“We needn’t magnify the merit, Mrs. William,” he rejoined slightingly. “The people down stairs will be paid in good time I dare say, for any little extra service they may have rendered me; and perhaps they anticipate no less. I am much obliged to you, too.”

Her fingers stopped, and she looked at him.

“I can’t be made to feel the more obliged by your exaggerating the case,” he said. “I am sensible that you have been interested in me, and I say I am much obliged to you. What more would you have?”

Her work fell on her lap, as she still looked at him walking to and fro with an intolerant air, and stopping now and then.

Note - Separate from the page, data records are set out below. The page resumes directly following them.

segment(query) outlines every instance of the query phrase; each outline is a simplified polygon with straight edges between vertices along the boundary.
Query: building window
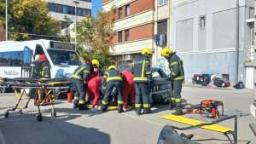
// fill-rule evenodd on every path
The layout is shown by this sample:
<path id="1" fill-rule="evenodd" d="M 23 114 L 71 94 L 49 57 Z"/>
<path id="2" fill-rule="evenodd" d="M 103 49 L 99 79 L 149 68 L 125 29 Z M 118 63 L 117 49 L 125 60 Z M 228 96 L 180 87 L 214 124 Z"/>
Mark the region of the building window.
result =
<path id="1" fill-rule="evenodd" d="M 249 18 L 250 19 L 253 18 L 254 14 L 255 14 L 255 13 L 254 13 L 254 8 L 250 7 L 249 8 Z"/>
<path id="2" fill-rule="evenodd" d="M 130 30 L 125 30 L 125 41 L 129 41 L 130 39 Z"/>
<path id="3" fill-rule="evenodd" d="M 158 6 L 162 6 L 165 4 L 167 4 L 169 3 L 169 0 L 158 0 Z"/>
<path id="4" fill-rule="evenodd" d="M 75 8 L 68 6 L 67 7 L 67 14 L 74 15 L 75 14 Z"/>
<path id="5" fill-rule="evenodd" d="M 122 43 L 123 42 L 123 32 L 120 31 L 118 32 L 118 39 L 119 39 L 119 43 Z"/>
<path id="6" fill-rule="evenodd" d="M 83 15 L 83 9 L 81 9 L 81 8 L 77 9 L 77 15 L 78 16 L 84 16 Z"/>
<path id="7" fill-rule="evenodd" d="M 202 15 L 199 17 L 199 27 L 200 28 L 206 27 L 206 15 Z"/>
<path id="8" fill-rule="evenodd" d="M 60 13 L 60 14 L 75 14 L 75 8 L 67 5 L 56 4 L 56 3 L 48 3 L 48 9 L 50 12 Z M 78 16 L 86 16 L 90 15 L 90 9 L 86 9 L 83 8 L 77 8 L 77 15 Z"/>
<path id="9" fill-rule="evenodd" d="M 123 18 L 123 7 L 119 8 L 119 19 Z"/>
<path id="10" fill-rule="evenodd" d="M 130 15 L 130 4 L 125 5 L 125 16 Z"/>
<path id="11" fill-rule="evenodd" d="M 62 13 L 62 7 L 61 4 L 56 4 L 56 13 Z"/>
<path id="12" fill-rule="evenodd" d="M 62 13 L 63 14 L 67 14 L 67 6 L 62 6 Z"/>
<path id="13" fill-rule="evenodd" d="M 49 11 L 55 12 L 56 5 L 55 3 L 48 3 L 48 9 Z"/>

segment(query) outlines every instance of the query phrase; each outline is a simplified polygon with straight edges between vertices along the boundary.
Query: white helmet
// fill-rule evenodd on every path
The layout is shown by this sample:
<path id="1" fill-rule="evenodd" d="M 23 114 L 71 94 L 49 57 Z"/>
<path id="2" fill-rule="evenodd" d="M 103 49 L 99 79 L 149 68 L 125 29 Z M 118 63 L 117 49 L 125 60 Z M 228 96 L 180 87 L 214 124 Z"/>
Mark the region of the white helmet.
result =
<path id="1" fill-rule="evenodd" d="M 213 79 L 215 79 L 215 78 L 218 78 L 218 75 L 212 74 L 212 75 L 211 76 L 211 80 L 213 80 Z"/>
<path id="2" fill-rule="evenodd" d="M 35 61 L 39 61 L 40 55 L 36 55 L 35 56 Z"/>

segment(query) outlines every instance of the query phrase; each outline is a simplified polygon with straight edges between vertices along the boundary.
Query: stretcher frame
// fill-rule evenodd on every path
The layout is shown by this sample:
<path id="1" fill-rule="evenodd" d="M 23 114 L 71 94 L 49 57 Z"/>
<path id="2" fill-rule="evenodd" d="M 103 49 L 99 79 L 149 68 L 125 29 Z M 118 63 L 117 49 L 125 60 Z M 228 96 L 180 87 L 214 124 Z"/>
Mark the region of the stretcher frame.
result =
<path id="1" fill-rule="evenodd" d="M 3 88 L 12 88 L 15 90 L 15 95 L 18 97 L 18 101 L 15 107 L 10 109 L 8 109 L 4 117 L 8 118 L 9 116 L 10 112 L 15 112 L 17 109 L 19 110 L 19 113 L 22 114 L 22 110 L 28 107 L 29 101 L 32 97 L 28 95 L 26 91 L 26 89 L 35 89 L 38 93 L 38 98 L 41 101 L 41 102 L 37 103 L 38 107 L 38 114 L 37 120 L 41 122 L 43 120 L 42 112 L 40 110 L 40 107 L 44 105 L 46 99 L 49 99 L 49 104 L 51 106 L 51 116 L 55 118 L 56 112 L 55 109 L 54 102 L 55 100 L 57 99 L 60 94 L 65 93 L 70 90 L 71 83 L 69 81 L 51 81 L 49 82 L 47 79 L 32 79 L 32 78 L 0 78 L 0 87 Z M 18 89 L 20 89 L 19 93 Z M 45 97 L 44 100 L 41 100 L 39 96 L 42 91 L 45 92 Z M 20 102 L 22 98 L 26 96 L 28 97 L 24 107 L 19 107 Z"/>

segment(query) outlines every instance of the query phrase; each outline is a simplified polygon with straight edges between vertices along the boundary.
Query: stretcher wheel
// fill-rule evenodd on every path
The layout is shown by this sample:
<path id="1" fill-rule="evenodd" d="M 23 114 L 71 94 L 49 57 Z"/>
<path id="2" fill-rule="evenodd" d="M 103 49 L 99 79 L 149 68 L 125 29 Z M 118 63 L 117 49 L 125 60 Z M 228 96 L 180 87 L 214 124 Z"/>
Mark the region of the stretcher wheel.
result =
<path id="1" fill-rule="evenodd" d="M 5 118 L 8 118 L 8 117 L 9 117 L 9 112 L 5 112 L 4 117 L 5 117 Z"/>
<path id="2" fill-rule="evenodd" d="M 43 117 L 42 117 L 42 114 L 41 114 L 41 113 L 37 115 L 37 120 L 38 120 L 38 122 L 42 122 Z"/>
<path id="3" fill-rule="evenodd" d="M 55 111 L 51 111 L 51 117 L 56 118 L 57 117 L 57 112 Z"/>
<path id="4" fill-rule="evenodd" d="M 22 110 L 21 110 L 21 109 L 19 111 L 19 113 L 20 113 L 20 114 L 22 114 Z"/>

“I say again, I am much obliged to you. Why weaken my sense of what is your due in obligation, by preferring enormous claims upon me? Trouble, sorrow, affliction, adversity! One might suppose I had been dying a score of deaths here!”

“Do you believe, Mr. Edmund,” she asked, rising and going nearer to him, “that I spoke of the poor people of the house, with any reference to myself? To me?” laying her hand upon her bosom with a simple and innocent smile of astonishment.

“Oh! I think nothing about it, my good creature,” he returned. “I have had an indisposition, which your solicitude—observe! I say solicitude—makes a great deal more of, than it merits; and it’s over, and we can’t perpetuate it.”

He coldly took a book, and sat down at the table.

She watched him for a little while, until her smile was quite gone, and then, returning to where her basket was, said gently:

“Mr. Edmund, would you rather be alone?”